Membrane permeabilization activity was detected by calcein release. The release was monitored in a spectrofluorimeter (Cari Eclipse–Varian), using a wavelength of 490 nm for excitation and 515 for emission. The maximum emitted fluorescence (100% calcein release) was determined by adding 10 μL of Triton X-100 solution (1% by volume) to the sample (final volume: 2.5 mL). Fluorescence was monitored throughout the experiment; the peptide was added after 2 min of incubation, and the temperature was maintained at 37 °C.

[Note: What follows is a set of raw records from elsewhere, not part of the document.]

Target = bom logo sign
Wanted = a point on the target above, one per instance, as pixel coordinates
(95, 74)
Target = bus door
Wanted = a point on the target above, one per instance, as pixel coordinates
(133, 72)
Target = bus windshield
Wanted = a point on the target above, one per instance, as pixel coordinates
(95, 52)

5.5. Circular Dichroism Spectroscopy

The secondary structure of LyeTx III was analyzed at 25 °C in three different media: a 100 µM phosphate buffer at pH 7.0, a 100 µM Tris–HCl buffer at pH 8.0, and water/TFE mixtures. Measurements were conducted using a Jasco-715 spectropolarimeter (Jasco, Tokyo, Japan) with a 1.0 mm rectangular quartz cuvette (Uvonic Instruments, New York, NY, USA). Spectra were registered from the 260 to 190 nm range, with a spectral bandwidth of 1.0 nm, a step resolution of 0.1 nm, a scan rate of 100 nm/min, and a response time of 4 s. The peptide concentration was maintained at 10 µM for all circular dichroism (CD) investigations, and the resulting spectra were examined using CDPro software (http://lamar.colostate.edu/~sreeram/CDPro).

5.6. Cell Culture

A head and neck cancer tumor cell line (HN13) and non-tumor keratinocyte cell line (HaCaT), from clinical surgical samples, were obtained from Hospital do Cancer de Barretos. To perform the experiments, HN13 cells were maintained in a DMEM culture medium (Sigma-Aldrich D5648m St. Louis, MO, USA), supplemented with 10% fetal bovine serum (FBS) (Vitrocell S0011) and 1% streptomycin/penicillin (Gibco 15140-122, Grand Island, NY, USA). The HaCaT cell line was maintained in a DEMEM (SigmaAldrich D5648) and F-12 Ham (Sigma-Aldrich N6760) culture medium (1:1), supplemented with 20% SFB and 1% streptomycin/penicillin. The cells were maintained in an incubator in a 5% humidified atmosphere (CO₂) at 37 °C.

5.7. Cell Viability Assay

To perform the MTT (3-[4,5-dimethylthiazol-2-yl]-2,5-diphenyltetrazolium bromide; M6494, Invitrogen, USA) test, 96-well plates were seeded with 5 × 10³ cells per well. They were then incubated overnight in a CO₂ oven (5%) at 37 °C to achieve adherence on the plate. After 24 h, the treatment was applied. The isolated peptide and liposomes were diluted in a buffer (1%) at concentrations of 45 and 100 µM (triplicate, 24 h), whereas in the control, only the buffer was used. After 24 h of treatment, 100 μL of MTT (0.5 mg·mL⁻¹), diluted in a DMEM culture medium, was added to each well, and then, the plate was incubated again for 3 h. Afterwards, the MTT was removed, and 100 μL of DMSO was added for cell lysis and solubilization of formazan crystals, and the absorbance of the samples was measured in a microplate reader at 570 nm [44].

5.8. Statistical Analysis

The results obtained were analyzed using GraphPad Prism software version 8.0. The significance level in all statistical analyses was considered significant when the p-value ≤ 0.05.